A good friend brought this up one time and started such an interesting discussion that it still sticks with me. I think about it from time to time, and I see it over and over again in my story.

The virgin myth is the theme of that innocent young girl, usually a virgin that gets swept up by a man, usually experienced. (Does this theme ever show up in lesbian writings? *makes a note to give that a try*) I’ve seen this in Disney movies like Tangled and the Frog and the Princess, and even Sleeping Beauty to a degree, though we don’t get much into the prince on that one it’s more symbolic because she’s been sleeping and he’s out adventuring.

Well this got us all thinking. Did men really prefer virgins over experienced women? (We didn’t think so, though some of us asked our male partners.) What about an experienced woman faced with a man who was a virgin?

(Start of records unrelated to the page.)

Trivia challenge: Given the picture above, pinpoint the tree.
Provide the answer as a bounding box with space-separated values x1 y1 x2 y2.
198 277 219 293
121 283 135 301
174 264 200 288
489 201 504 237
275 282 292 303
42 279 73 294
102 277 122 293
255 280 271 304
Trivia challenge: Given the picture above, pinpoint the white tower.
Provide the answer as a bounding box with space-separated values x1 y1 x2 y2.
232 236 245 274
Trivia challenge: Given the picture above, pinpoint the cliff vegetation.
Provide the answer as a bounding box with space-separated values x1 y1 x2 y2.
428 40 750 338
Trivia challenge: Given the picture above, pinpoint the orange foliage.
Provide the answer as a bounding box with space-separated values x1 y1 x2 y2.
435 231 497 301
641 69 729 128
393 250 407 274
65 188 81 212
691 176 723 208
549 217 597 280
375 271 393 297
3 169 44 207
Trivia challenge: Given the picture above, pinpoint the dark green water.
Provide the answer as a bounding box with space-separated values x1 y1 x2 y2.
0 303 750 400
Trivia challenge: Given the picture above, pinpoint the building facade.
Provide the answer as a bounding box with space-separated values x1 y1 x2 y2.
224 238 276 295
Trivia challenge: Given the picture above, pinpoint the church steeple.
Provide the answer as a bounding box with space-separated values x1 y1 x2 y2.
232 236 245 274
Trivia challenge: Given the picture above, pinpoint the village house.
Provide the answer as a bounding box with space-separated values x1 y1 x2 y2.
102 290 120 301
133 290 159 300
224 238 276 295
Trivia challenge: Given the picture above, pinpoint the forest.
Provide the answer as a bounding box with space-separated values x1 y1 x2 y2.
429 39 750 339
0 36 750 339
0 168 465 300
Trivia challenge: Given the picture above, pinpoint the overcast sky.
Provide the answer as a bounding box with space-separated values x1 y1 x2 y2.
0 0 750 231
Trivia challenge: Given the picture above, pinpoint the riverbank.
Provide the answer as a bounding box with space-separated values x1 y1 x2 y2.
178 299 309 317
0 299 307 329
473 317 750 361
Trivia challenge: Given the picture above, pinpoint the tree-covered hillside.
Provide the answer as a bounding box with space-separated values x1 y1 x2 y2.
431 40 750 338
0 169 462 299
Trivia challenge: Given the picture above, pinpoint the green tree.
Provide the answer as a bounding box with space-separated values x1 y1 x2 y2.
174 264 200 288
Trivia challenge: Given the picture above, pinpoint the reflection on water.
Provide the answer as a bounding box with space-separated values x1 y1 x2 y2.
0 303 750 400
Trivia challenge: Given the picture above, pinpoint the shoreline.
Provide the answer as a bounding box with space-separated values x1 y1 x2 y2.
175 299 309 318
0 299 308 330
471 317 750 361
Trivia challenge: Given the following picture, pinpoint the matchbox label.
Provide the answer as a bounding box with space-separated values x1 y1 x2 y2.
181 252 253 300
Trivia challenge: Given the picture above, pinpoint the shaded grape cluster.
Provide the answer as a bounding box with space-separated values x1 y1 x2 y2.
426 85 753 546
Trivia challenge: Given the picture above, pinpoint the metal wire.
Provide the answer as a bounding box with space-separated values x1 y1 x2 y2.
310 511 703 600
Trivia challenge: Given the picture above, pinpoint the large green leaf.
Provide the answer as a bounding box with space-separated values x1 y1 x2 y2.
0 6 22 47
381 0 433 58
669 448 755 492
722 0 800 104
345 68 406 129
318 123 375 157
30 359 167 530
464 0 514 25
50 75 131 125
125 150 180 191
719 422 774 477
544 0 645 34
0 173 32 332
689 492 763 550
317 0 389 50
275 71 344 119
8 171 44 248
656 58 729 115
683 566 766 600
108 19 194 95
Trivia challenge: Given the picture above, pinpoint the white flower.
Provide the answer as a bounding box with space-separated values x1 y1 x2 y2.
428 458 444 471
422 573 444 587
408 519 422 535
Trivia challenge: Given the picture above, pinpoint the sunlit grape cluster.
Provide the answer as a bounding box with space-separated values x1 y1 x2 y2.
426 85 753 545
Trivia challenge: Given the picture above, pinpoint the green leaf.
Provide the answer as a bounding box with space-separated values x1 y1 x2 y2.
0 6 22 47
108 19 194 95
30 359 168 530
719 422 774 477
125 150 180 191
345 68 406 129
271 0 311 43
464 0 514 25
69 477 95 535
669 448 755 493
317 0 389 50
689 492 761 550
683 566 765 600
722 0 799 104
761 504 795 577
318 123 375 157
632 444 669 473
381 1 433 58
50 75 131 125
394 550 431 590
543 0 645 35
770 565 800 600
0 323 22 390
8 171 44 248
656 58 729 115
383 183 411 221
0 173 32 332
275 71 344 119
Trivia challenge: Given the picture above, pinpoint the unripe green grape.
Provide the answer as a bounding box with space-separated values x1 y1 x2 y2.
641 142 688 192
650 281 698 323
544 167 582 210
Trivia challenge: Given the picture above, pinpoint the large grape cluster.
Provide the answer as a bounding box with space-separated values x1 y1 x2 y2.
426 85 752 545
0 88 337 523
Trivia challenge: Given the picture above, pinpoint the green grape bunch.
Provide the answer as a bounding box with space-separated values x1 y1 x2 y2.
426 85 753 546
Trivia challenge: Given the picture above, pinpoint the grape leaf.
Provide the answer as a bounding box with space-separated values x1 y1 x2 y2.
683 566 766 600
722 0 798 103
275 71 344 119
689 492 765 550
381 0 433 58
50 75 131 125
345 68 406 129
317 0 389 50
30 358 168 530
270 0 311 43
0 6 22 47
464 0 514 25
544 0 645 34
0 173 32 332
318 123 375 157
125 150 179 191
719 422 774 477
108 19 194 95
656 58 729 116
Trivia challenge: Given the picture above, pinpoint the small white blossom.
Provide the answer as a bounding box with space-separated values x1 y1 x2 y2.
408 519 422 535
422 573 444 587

After thinking about it, I could only explain what I was thinking and why it showed up so much in my own writings. Surprisingly, it wasn’t really about the sex.

It’s about growing up and becoming part of the adult world. So I guess it is a little bit about sex. But it’s also about not belonging, and having someone stop to show you the way.

In my own life, growing up has been difficult. I’ve always been painfully shy (or uhm, well I used to be at least), and I suffered a bout of self esteem so low that I couldn’t look at myself in mirrors for a long time. All around me I watched others being a part of life so easily. They just slipped into adulthood, made friends, fell in love, fell out of love, and before they realized it they were adults.

I’m not meaning to suggest that I somehow had it harder than everyone else or that growing up is easy. I always end up explaining this bit poorly, so people go, “Oh it’s like that for everyone.” No, what I mean to say is that I knew I felt about it differently from others, and I knew that I was going about growing up differently from others. It was neither harder nor easier, it was just different, and I was fully aware of the fact that it was different.

It was very much like standing outside and looking in. A lot of people say that, so I know a lot of people understand, but even knowing there are others who feel the same and understand, you still feel like an outsider.

And in real life, if we’re going to talk about the sex, I didn’t get my first kiss until I was 24.

So as I see it, the virgin myth is about someone who is already a part of this world that feels out of reach stopping, noticing that person who stands on the side watching everyone move around them, and then helping them ease on in. It doesn’t always have to change the person who becomes part of that world, and in fact, most often a part of this “myth” is that the experienced partner falls in love with the less experienced partner for who they are, even loving them because they don’t know how to become part of that world.

I make no apologies, least of all for this reoccuring myth that will weave itself into my stories as I go along. It’s part of the fabric that makes me who I am and makes my stories what they are. I refuse to fight it.